Nice work! How do you 'anchor' the supports on the base. The thing the perspex rod slots into?
All is revealed...The flight-stand base is made with a Warbases 70mm Hex, various fender washers, Milliput, K&S brand 5/32" brass tube, 1/4" acrylic rod and Golden Acrylic High Solids Matte Gel (any matte acrylic gel will do but the Golden HSM shrinks almost not at all).
Texturing and decoration are from my box of basing stuff and includes Woodland Scenics rock-moulds, some HO scale tree trunks from e-Bay, grass-tufts and found materials.
The idea is straight forward; stack a significant amount of weight on a goodly sized base, add a bit of brass-tube and then disguise it all. I'm doing this for 1/72 scale models, but this same format has worked well for all-metal 15mm kits. If you increase the base size a wee bit, and the weight, you should be good for 1/48 or 1/56 gaming kit, too.

1. The base is from
Warbases: 70mm Hex reference H4.
2. Epoxy the washers onto the base and to each other. I have three 'big' washers and one tiny one.
3. Milliput is worked into the empty space to create a support for a piece of the 5/32" brass tube. Be sure to first file out any burrs left from cutting the brass tube, so the 1/4" acrylic rod fits nicely. The acrylic rod will support your aircraft.

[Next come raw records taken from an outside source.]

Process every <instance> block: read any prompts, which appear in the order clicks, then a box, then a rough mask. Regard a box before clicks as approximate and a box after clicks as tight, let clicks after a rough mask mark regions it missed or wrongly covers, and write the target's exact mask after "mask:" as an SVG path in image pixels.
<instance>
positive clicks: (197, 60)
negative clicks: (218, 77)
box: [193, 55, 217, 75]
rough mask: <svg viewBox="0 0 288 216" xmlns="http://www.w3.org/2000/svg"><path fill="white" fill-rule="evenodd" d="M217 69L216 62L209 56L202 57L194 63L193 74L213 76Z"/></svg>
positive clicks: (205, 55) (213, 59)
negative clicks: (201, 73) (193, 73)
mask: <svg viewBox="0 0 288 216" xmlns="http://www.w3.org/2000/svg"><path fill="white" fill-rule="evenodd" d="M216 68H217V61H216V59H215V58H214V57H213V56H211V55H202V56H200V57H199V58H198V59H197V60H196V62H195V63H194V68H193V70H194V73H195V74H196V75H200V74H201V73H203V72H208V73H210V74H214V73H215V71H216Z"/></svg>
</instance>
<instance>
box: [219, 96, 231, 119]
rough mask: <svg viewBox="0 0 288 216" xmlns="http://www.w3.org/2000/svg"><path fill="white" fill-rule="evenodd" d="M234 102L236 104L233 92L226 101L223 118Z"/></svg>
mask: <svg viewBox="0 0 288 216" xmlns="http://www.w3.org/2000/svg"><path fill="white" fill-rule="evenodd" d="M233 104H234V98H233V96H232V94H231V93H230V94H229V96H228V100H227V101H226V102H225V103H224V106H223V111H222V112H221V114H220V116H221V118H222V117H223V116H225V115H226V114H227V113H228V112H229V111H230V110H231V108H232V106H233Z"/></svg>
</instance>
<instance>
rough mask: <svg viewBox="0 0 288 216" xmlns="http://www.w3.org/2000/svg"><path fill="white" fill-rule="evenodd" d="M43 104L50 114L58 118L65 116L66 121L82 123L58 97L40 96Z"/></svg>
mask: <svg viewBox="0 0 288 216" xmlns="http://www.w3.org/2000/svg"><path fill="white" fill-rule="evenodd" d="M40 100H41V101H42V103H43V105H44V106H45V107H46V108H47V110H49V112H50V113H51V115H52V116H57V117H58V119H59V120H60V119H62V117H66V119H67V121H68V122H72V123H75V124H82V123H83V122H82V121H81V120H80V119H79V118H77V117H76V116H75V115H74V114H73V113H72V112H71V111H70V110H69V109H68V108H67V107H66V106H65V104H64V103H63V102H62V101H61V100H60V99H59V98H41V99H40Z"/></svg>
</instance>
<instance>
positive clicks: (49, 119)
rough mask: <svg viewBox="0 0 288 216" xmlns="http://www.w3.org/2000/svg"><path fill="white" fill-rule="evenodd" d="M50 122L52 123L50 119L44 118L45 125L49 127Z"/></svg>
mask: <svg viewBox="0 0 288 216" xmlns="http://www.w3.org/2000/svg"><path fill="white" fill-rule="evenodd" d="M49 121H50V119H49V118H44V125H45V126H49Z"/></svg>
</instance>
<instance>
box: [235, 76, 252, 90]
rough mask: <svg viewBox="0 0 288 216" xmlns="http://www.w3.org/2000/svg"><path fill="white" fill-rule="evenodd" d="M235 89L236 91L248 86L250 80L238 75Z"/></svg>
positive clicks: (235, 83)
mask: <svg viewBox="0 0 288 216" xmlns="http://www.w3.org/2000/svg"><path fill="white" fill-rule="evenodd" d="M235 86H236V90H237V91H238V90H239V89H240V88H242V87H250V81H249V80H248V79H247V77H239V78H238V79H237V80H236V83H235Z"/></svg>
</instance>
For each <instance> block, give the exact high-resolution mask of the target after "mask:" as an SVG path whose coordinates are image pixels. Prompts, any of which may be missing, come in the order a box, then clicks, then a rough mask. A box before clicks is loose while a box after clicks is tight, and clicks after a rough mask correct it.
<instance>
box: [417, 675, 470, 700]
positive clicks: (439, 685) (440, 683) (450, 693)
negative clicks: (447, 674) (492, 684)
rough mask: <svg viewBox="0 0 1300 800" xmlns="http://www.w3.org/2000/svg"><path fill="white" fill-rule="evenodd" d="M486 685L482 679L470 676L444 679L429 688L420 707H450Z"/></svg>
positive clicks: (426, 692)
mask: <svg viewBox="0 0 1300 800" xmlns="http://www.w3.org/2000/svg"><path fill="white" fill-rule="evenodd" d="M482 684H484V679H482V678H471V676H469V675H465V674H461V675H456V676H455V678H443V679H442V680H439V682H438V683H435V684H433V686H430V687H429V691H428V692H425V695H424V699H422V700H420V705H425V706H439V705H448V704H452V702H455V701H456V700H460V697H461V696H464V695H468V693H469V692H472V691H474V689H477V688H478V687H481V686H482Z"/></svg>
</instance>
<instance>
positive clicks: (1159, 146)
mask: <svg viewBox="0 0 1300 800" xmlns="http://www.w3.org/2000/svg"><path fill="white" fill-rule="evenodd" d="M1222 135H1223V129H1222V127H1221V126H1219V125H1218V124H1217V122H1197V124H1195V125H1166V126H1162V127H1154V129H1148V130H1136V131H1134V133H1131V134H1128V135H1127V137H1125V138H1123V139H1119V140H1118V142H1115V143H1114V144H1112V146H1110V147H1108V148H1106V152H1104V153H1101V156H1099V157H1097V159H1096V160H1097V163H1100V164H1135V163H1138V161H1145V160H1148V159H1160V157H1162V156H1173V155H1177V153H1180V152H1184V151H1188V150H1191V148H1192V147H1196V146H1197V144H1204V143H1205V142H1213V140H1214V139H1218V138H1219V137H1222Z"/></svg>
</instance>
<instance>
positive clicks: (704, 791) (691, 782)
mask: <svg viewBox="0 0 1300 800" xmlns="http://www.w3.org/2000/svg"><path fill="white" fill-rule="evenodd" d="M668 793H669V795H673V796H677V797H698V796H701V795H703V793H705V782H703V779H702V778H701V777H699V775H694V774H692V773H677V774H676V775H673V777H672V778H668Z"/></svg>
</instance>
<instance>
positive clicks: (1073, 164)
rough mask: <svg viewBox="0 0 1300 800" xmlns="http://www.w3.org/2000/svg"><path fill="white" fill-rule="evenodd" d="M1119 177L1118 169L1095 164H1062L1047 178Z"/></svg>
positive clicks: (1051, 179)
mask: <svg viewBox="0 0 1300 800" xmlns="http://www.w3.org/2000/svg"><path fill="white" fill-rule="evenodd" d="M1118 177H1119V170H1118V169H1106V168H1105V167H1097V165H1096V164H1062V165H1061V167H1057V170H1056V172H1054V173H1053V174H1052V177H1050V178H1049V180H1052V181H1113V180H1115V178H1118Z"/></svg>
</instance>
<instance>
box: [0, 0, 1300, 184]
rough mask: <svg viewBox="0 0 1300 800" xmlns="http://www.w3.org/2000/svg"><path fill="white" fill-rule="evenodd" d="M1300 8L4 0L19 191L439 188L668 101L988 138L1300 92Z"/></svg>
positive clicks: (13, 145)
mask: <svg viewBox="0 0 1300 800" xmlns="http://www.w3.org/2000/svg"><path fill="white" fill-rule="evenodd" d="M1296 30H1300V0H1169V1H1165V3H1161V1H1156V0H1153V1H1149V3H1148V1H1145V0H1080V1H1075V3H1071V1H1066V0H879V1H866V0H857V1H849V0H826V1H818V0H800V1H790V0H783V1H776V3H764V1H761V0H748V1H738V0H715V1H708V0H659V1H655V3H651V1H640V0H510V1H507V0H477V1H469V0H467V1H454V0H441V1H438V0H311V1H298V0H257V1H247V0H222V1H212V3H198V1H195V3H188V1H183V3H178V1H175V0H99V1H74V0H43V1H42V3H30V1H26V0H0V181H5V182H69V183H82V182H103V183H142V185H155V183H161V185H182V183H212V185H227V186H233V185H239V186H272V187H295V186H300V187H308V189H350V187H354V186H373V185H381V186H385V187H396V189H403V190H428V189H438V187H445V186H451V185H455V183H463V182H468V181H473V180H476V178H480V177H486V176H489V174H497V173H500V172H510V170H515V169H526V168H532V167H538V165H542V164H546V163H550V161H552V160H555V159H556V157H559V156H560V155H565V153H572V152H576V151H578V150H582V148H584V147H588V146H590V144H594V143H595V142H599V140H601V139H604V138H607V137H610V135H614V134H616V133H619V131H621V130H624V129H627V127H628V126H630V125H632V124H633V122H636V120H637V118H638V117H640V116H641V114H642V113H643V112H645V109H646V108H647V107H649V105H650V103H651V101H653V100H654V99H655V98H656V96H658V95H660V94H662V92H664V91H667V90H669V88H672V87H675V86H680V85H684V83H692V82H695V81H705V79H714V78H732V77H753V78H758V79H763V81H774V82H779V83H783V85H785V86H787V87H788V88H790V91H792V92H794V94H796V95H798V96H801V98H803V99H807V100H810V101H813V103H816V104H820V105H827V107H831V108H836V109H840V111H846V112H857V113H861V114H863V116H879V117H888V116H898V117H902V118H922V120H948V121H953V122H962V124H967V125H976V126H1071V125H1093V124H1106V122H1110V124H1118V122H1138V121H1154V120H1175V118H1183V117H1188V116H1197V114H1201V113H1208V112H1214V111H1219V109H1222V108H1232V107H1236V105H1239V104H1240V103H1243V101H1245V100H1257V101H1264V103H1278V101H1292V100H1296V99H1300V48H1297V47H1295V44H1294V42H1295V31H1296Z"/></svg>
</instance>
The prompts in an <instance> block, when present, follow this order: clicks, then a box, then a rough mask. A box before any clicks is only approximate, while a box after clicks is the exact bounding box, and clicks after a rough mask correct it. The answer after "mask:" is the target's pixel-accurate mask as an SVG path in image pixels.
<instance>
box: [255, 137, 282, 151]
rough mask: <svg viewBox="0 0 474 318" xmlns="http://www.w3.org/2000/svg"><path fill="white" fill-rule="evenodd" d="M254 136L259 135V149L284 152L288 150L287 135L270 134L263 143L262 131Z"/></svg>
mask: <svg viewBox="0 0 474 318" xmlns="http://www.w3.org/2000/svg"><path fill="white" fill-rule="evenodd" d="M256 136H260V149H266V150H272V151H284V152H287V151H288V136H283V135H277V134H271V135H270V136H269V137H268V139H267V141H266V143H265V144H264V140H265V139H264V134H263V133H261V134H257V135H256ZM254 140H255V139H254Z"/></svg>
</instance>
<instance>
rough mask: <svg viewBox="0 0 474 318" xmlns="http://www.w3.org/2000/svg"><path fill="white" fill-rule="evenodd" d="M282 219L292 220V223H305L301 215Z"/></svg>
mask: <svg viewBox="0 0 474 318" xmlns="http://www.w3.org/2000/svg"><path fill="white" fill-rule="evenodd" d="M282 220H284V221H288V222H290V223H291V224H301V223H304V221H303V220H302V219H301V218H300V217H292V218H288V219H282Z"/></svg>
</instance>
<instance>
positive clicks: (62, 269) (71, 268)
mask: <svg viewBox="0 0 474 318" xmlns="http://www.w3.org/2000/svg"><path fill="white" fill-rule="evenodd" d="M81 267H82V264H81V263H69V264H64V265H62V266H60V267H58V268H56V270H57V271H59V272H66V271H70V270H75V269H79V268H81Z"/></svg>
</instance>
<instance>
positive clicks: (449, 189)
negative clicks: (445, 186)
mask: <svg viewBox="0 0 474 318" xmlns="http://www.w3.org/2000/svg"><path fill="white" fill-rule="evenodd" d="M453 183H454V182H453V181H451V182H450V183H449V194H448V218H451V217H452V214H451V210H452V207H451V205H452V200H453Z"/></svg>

- The brass tube needs to sit plumb and you need a good join with the milliput. But if the join is weak, you can always fix it with epoxy or even some CA glue.
- You need to rig-up a matching piece of brass tube for your aircraft, too. For the Sturmovik, I needed to 'cap' the brass tube with a bit of the acrylic rod and some epoxy so that there was no risk of the flight-stand pushing right through the canopy.
4. Texture the base as you would for a mini or any other bit of whichever army you are building up: mix up some 'base-texture stuff' (I like Woodland Scenics 'fine turf' mixed with matte acrylic gel and cheap acrylic paint) and slather this goo on to cover up the pyramid of washers. Add decoration and different types of flocking.
5. Cut a piece of acrylic rod to support your aircraft. If the fit between the rod and the brass tube in the flight stand base is loose, you can crimp the tube
gently while the acrylic rod
is in the tube. Be careful at this point. What you want is a snug fit that will let you lift the base by the rod, but still not so loose that you can't pull the two apart again.


As usual, describing it all makes it sound way more complicated than it is. What is a bit of a pain is collecting all the different bits to pull this off, so feel free to substitute materials where appropriate. That said, I love the combo of the K&S 5/32" brass tube and 1/4" acrylic rod for this job!